And was not worried enough about his own health to just take him right away...

quindraco
2009-01-12, 06:35 AM
But Parson A. Gotti is an anagram for "A Protagonist"; Charlescomm is an anagram for "Calmer Schmo". I think we both know what that means!

Simanos
2009-01-12, 10:30 AM
Agreed. The only show that I've ever seen that has done time travel that didn't induce my gag reflex was Babylon 5.
EXACTLY!
(and even "that" was a pretty close call for me)

raphfrk
2009-01-12, 11:00 AM
It seems in the case of Terminator, the flow of time is hard to change-- if you take the TV series as cannon then everything done in the past seems to only delay or slightly adjust the future, but it won't completely stop the inevitable "Judgement Day".

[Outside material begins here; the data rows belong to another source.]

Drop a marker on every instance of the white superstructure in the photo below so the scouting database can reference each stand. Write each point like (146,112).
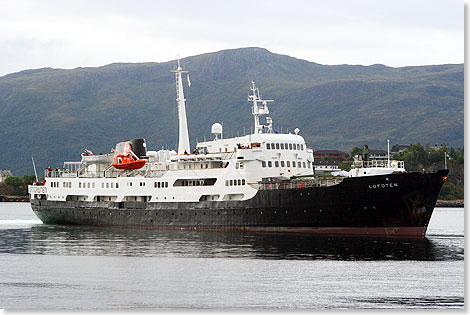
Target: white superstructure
(219,170)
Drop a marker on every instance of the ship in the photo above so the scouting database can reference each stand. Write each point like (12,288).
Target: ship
(263,181)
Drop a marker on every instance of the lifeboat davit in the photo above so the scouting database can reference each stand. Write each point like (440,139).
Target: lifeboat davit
(127,160)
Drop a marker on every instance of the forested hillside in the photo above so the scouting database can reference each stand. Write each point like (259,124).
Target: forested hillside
(54,114)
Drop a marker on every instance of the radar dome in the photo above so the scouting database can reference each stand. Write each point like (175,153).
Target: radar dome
(216,129)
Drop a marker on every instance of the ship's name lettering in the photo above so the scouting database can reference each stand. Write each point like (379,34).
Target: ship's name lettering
(386,185)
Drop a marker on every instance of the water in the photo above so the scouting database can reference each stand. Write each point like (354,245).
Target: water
(62,267)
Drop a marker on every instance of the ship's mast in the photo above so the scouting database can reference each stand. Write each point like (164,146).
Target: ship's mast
(260,107)
(183,142)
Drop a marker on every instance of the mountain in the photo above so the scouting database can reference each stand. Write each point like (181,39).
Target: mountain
(54,114)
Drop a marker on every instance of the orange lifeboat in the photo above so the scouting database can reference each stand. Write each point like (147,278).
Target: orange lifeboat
(127,160)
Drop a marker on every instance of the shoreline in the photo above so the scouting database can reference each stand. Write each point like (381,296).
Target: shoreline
(439,203)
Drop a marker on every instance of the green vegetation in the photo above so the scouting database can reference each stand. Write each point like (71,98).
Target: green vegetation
(54,114)
(419,157)
(16,186)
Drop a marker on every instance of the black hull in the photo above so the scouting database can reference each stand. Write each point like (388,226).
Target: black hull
(386,205)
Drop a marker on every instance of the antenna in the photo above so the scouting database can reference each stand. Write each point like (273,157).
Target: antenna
(260,106)
(388,153)
(34,166)
(183,141)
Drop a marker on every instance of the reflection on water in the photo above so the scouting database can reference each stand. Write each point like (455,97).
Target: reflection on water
(74,240)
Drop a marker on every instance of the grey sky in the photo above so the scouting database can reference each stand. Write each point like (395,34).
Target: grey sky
(69,34)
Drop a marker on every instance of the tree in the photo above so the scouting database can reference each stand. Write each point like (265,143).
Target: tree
(355,150)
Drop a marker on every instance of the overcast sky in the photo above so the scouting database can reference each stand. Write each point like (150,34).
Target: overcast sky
(69,34)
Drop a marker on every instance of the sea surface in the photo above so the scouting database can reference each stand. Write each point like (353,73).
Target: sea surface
(67,267)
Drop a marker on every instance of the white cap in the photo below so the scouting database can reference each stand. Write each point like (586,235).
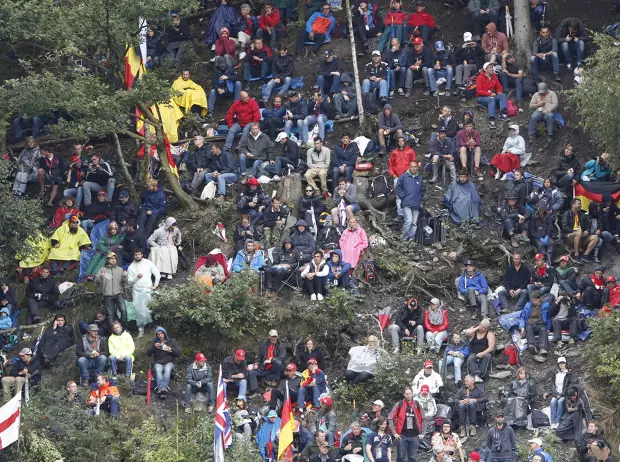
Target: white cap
(281,136)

Not sure if this needs a spoiler tag.

Haven't seen the series, but maybe the existance of John Connor is the reason that Judgement day cannot be avoided. If you change the past, the future is recalculated so that it is consistant with the new past *including* the fact that it needs to change it. See here (http://en.wikipedia.org/wiki/Novikov_self-consistency_principle).

If time travel is possible, there are an infinite number of futures that are consistant with current history. For lots of occurances of a time traveler/object from the future appearing next to you, there is a method to make that happen.

To prevent the war happening, the 'good guys' need to make it so that the most likely future that explains all past 'temporal events', is one that excludes the war.

For example, they could find the guy who went back in the first movie and convince him that the best way to prevent the war is for him to go back in time and play his part in events that transpired. Similarly, they need to build the various terminators that went back in time and program them to act appropriately. They would also need the time machine.

Ofc, if Skynet is required to actually figure out the time machine, then the only feasible future would be one including Skynet.

Simanos
2009-01-13, 10:59 AM
No. The existence of John Connor is NOT the reason that Judgment day cannot be avoided. The reason is easy Profits can be made by making a stupid time travel movie sequel.
Time travel (to the past) is impossible, illogical and paradoxical.

DevilDan
2009-01-13, 12:09 PM
Time travel (to the past) is impossible, illogical and paradoxical.

Wow. I'm glad that's settled then. Must run out and destroy all copies of the Back to the Future movies, the Time Machine, etc. It can be done well in fiction, or at least enjoyably. I always liked the pulp novel "One Against Time," for example. There are probably countless others that use time travel intelligently. And there are many that don't.

dr pepper
2009-01-13, 01:14 PM
I believe Simanos is refering to Niven's Paradox:

If it is possible to change the past, then time travel will never be invented.

In other words, countless time travellers will act, every possible permutation of history will be expressed, until finally the timeline shifts to one where there are no time travellers.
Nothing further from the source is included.